No, I haven’t succumbed to multiple personality disorder like Joanne Woodward in “The Three Faces of Eve”. I haven’t forsaken all of my identity to become subsumed into another completely different persona. No, the only thing that has happened to me is…
I got a haircut.
I have curly thick and unruly hair. What I asked for was a “flip” style that really works well with my hair and face. What I got was…
Wings!
Yep. I could be a host of things today. Julie, your illustrious Cruise Director, a chicken, a duck, a plane. You name it. You see…today…my hair…can…FLY!
It all started out innocuously enough. I needed my roots touched up and thought that instead of my usual trek to the beauty supply shop I would pay someone to do it for me. I figured that it would be nice to start getting some more shape and texture cut into my hair so that by September it would look stunning for the wedding. My budget for the month already being shot on wedding deposits and such, I was tempted to go to Supercuts, but opted instead to try a salon on a tree-lined street with a lot of upscale shops and spas. My goal was to find a really relaxed hair styling place where there no gay men saying to me “Sweetheart what have you done to your hair?” and trying to sell me tons of expensive products. (Don’t get me wrong, I have nothing against gay men, it’s just that this type of conversation is guilt-inducing to the extreme — and the last thing I need is more guilt trips in my life… And, as an aside, I also like to keep the hair products I use to a minimum.)
The first salon I walked into charged $75 for a cut. (I won’t mention how much their color treatments were, but just to give some idea, close to half of what I now pay in rent.) No way was I going to pay so much just for a few snips from a pair of scissors. (I don’t care that much about my hair.) So, I found a little salon down the road with a really nice Vietnamese lady, walked in and asked if she was free. She was, the price was right and the next thing I knew, I was in a chair with cape around my neck awaiting my hair color.

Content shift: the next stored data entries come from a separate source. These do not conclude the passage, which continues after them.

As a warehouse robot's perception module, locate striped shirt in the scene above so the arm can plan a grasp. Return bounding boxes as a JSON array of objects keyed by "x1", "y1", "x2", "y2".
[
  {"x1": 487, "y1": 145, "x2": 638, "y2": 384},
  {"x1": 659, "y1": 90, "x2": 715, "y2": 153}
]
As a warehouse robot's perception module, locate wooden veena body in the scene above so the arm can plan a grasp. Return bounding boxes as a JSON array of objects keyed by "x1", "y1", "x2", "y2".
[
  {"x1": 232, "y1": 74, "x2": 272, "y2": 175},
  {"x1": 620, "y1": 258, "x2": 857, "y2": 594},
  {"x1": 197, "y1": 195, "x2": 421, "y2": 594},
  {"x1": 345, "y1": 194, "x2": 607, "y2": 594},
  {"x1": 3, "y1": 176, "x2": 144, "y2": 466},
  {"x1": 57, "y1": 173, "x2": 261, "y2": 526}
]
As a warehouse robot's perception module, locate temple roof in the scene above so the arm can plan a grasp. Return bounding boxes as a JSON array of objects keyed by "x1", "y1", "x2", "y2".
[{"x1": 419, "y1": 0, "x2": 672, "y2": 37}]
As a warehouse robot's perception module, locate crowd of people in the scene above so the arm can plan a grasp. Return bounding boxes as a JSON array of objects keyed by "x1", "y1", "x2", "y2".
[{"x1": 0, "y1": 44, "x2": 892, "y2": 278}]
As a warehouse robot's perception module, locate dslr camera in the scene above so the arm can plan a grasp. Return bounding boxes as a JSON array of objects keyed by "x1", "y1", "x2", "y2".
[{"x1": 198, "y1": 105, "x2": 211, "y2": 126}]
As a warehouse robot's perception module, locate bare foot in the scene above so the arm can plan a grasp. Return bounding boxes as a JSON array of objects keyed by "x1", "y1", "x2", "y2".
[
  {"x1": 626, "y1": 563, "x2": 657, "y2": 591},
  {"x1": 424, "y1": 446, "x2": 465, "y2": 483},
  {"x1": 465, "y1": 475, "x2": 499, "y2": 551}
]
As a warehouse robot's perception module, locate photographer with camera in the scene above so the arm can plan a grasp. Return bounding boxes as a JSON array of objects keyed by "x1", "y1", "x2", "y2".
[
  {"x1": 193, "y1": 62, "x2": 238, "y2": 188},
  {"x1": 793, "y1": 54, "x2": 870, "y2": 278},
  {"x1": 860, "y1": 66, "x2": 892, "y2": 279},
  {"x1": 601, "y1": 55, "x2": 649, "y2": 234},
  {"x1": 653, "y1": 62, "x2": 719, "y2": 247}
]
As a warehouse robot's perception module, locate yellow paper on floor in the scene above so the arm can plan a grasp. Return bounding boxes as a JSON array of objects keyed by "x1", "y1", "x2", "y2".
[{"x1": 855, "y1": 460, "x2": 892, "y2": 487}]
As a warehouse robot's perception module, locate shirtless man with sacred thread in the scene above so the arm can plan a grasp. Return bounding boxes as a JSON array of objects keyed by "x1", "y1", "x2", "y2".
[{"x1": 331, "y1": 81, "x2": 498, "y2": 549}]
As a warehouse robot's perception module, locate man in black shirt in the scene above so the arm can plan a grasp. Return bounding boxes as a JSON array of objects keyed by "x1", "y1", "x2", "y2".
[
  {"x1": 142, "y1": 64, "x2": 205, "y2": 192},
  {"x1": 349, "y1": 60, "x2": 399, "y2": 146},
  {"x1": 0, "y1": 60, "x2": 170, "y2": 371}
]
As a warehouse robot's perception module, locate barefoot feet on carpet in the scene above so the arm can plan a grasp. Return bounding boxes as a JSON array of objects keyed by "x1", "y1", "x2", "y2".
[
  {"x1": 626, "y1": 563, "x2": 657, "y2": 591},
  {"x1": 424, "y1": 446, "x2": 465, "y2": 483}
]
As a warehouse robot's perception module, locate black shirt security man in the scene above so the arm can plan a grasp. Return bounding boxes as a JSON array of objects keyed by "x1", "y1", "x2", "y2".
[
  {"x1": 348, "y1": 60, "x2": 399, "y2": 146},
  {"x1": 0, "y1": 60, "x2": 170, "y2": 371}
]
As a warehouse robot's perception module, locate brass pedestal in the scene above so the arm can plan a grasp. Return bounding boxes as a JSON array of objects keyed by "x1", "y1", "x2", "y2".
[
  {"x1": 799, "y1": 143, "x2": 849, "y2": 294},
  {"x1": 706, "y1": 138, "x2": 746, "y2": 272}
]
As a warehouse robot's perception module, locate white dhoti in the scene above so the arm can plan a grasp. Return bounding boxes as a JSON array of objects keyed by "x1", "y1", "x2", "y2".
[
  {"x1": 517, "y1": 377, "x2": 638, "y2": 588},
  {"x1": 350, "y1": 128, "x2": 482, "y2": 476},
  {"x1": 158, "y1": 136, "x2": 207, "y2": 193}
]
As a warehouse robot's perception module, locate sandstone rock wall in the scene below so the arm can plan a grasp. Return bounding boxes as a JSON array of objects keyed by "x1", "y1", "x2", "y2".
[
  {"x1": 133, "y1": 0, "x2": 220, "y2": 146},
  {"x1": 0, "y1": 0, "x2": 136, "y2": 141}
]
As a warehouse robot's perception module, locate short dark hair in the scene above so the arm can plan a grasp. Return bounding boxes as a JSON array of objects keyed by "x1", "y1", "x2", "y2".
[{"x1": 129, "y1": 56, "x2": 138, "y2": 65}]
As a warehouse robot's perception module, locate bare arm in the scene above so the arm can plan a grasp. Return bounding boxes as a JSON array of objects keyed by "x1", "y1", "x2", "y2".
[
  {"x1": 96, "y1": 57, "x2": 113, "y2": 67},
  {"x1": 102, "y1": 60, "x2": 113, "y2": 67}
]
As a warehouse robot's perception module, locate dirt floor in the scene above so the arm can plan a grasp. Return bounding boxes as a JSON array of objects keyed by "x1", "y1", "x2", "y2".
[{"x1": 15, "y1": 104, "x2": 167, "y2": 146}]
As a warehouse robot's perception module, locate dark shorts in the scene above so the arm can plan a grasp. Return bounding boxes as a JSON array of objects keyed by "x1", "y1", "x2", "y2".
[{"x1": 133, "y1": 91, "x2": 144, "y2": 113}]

It was a leap of faith, because I really don’t trust anyone to cut my hair. The only person I liked who ‘got’ how my hair should be cut was my former neighbor (whom I dubbed ‘Dippy Neighbor Chick’). I could get an edgy cut, color and highlights from DNC for under $80 — unheard of anywhere, most of all LA. But, she did a great job and I was so sad to see her move away a year ago. Since then it’s been me, a pair of scissors, a layering tool from Japan and a bottle of color.
I have to say that I was taken by the experience. She was very meticulous, showing me pictures of haircuts, asking me what I wanted. I loved talking to her and hearing about her experiences. The way she shampooed my hair was wonderful, tender, and thorough. When I got back into the chair I watched her cut, snip and trim, carefully measuring to make certain things were even. Wet the cut looked fine. But then she took out the blow-dryer and…
My hair exploded! (Figuratively, of course.)
I thought at first that it was one of those important-first-step-secrets-of-styling that the people who charge the big bucks say they do (you, know, in order to charge the big bucks). I told myself that I would trust the hair-styling gods to take care of me and that I couldn’t leave the salon looking like I just walked out of a bad 80′s melodrama. As I was thinking all of this she handed me the mirror looking upon her work proudly and said…
Well, what do you think?
Shock. Horror. Sadness. What does one say in a time like this? I don’t think she misunderstood my English — flip and wings don’t really mean the same thing or even sound alike, after all. I was too stunned to do anything but gulp, pay, and hope that my bobby pins were still lodged somewhere in my bag.
As I walked down the street, I realized that this situation called for the one thing I was avoiding — product. So, off I headed to the Aveda salon nearby. When I walked in, I could see the girl at the desk looking me over and turning up her nose, peering at me around her desk as I was searching for some gel. Behind her was the stylist giving a middle-aged woman with dark roots a Connie Chung-style haircut, waxing on about the products she should use in her hair, and I as I plunked down my money for some de-poofing hair gel, I thought…
Well, now…maybe wings aren’t so bad after all!